My `meltano.yml` is getting very large, is there a...
# best-practices
e
My
meltano.yml
is getting very large, is there a recommended practice for breaking it up into smaller files that can be referenced/imported?
h
you can split up your meltano plugin specification across multiple files. In the main file use include_paths like below
Copy code
include_paths:
  - "./plugin_definitions1/*.meltano.yml"
  - "./plugin_definitions2/*.meltano.yml"
e
thanks!
it looks like there's currently no way to use
include_paths
within a plugin?
h
what do you mean?
e
for example, replacing the
select:
within my extractor with a reference to a file
e
Hi @Ellis Valentiner! > replacing the
select:
within my extractor with a reference to a file That last bit is not currently possible, but I'd like to explore the option of publishing a pkl module for programmatically building meltano.yml, so a user could split their project and reuse as much they'd need
h
Hmm. Could you help me understand the use case for looking up the select block from a different file.
e
We are replicating dozens of tables, most of which have dozens of columns. We can use the
table.*
syntax for some, but would prefer to declaratively list each column to be included/excluded. We want don't want to include new columns automatically for data privacy reasons and we've encountered problems replicating when columns are added to the underlying tables. Listing each column leads to a very large
meltano.yml
file. Currently we have only 1 extractor and 1 loader configuration but we expect to change this as well. We'd prefer to store information in separate files (with some sort of directory structure) that could be imported and reused in different
select
blocks for different extractor/loader tasks.
h
I see. So would the ergonomic goal be ability to specify each table in its own file?
e
Yes. I've been thinking about this and one of the challenges we've had in developing our ELT is that adding new tables requires us updating the
stream_maps
,
select
, and
metadata
blocks of our extractor. I can see use cases where that would be desirable but we'd rather have a single, centralized place to manage these.

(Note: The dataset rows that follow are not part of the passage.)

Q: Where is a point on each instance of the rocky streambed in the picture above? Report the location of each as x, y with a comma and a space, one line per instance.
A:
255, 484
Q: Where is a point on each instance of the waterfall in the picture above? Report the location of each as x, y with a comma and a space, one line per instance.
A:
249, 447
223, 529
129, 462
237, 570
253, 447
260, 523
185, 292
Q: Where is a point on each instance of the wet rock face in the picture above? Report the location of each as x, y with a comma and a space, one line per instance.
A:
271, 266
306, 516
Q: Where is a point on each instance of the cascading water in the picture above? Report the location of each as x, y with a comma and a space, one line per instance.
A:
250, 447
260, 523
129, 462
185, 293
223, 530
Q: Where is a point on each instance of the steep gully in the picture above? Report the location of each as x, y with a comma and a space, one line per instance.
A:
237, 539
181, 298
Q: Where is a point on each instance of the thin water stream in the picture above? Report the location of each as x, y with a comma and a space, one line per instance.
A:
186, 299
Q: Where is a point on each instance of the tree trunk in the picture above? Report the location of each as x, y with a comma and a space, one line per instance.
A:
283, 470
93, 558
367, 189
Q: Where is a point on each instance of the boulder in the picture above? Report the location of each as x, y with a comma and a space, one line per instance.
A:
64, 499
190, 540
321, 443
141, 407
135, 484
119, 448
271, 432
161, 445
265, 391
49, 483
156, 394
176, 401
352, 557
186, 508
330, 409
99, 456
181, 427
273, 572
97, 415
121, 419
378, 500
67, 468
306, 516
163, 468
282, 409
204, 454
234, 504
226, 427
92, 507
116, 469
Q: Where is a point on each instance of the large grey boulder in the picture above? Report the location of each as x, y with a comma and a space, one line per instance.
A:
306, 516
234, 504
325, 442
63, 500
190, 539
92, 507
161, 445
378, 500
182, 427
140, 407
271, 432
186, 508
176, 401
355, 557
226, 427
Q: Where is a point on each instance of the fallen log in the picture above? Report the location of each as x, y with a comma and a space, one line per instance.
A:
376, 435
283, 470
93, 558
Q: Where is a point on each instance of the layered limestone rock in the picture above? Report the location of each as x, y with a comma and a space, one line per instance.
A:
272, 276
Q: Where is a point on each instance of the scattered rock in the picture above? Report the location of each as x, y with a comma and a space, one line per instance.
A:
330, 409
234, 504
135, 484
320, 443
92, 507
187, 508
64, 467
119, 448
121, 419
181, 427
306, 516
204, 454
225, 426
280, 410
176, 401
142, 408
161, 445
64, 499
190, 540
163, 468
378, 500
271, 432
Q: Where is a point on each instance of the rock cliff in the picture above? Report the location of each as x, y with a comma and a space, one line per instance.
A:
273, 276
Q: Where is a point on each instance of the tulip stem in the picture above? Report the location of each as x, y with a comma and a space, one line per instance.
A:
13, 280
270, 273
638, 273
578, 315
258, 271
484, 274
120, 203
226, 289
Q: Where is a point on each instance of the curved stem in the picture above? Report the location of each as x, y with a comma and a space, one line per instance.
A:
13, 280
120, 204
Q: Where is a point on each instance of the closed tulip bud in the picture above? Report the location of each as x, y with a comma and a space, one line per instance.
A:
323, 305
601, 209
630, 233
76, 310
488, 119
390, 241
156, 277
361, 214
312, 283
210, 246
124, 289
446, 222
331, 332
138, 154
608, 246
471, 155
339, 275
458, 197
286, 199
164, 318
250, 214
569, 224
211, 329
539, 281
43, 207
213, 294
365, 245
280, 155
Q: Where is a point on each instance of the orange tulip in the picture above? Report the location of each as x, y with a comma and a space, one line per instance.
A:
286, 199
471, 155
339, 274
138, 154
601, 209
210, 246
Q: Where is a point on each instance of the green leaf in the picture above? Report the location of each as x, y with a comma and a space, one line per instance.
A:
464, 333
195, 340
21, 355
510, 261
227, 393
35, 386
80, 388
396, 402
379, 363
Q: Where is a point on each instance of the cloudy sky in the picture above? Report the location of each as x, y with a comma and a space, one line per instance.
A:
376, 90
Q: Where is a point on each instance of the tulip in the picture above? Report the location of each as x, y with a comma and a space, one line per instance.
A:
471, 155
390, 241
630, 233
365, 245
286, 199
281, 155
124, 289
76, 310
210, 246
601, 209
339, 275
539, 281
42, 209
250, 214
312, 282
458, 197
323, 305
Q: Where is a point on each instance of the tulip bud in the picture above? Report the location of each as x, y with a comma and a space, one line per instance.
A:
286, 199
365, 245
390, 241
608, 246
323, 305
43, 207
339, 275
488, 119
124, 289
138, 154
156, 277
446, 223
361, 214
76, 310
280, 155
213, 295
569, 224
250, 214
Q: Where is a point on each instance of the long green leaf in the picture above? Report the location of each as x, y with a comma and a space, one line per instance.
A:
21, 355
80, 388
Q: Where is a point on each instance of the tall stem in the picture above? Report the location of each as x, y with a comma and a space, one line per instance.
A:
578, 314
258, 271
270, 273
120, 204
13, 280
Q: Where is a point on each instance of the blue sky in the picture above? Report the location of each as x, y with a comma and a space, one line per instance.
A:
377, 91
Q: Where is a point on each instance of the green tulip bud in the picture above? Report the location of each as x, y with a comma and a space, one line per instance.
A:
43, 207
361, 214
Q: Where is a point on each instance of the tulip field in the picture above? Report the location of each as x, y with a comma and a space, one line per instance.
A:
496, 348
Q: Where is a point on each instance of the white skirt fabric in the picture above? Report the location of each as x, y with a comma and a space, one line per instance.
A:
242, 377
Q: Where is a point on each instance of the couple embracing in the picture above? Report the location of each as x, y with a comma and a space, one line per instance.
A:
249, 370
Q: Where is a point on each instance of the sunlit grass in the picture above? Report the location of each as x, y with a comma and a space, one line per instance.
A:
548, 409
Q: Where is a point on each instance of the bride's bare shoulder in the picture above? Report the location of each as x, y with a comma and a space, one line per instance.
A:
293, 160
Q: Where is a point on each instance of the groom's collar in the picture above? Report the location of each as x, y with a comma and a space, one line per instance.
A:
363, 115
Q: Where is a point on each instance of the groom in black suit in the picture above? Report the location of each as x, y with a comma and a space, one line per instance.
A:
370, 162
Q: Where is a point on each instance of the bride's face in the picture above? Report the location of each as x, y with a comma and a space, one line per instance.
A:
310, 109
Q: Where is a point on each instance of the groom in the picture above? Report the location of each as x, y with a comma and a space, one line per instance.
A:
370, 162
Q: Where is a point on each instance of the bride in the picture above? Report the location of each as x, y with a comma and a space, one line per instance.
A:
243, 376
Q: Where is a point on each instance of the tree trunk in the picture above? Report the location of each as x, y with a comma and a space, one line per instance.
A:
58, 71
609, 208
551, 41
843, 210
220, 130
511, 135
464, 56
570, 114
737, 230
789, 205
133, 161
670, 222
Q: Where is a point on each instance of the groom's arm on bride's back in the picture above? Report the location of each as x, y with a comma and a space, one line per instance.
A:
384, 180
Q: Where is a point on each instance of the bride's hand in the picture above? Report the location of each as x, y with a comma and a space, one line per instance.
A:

I mean that we would like to model the entity/table we are replicating in a single place, so that the stream maps, selects, and metadata configuration were all stored together.
e
I think at this point your best option for that would be to use a proper programming language to generate your
meltano.yml
. In the long term, either a pkl module or a proper client (in Python or any language) generated from the JSON schema seems like the best solution, rather than adding complexity to Meltano's yaml parsing and resolution capabilities. Do log an issue if you'd like to see something like that or even something else entirely 🙂
s
@Edgar Ramírez (Arch.dev) - when you mean use programming language to generate Meltano.yml . Do you mean split the file into extractor base and merge them into 1 when running .
e
I mean using something like Python to generate the desired objects and serializing them to yaml
👍 1
m
It’s possible to use YAML anchors and aliases in meltano.yml files. I’ve used this to reduce duplicated config before (although, updates made by meltano to the YAML file will expand them all, which made it awkward to manage).
👍 1
e
fwiw I did get around to trying pkl for modularizing `meltano.yml`: https://github.com/edgarrmondragon/meltano-dogfood/tree/main/pkl.
ty 1
s
exactly what I was trying to figure out.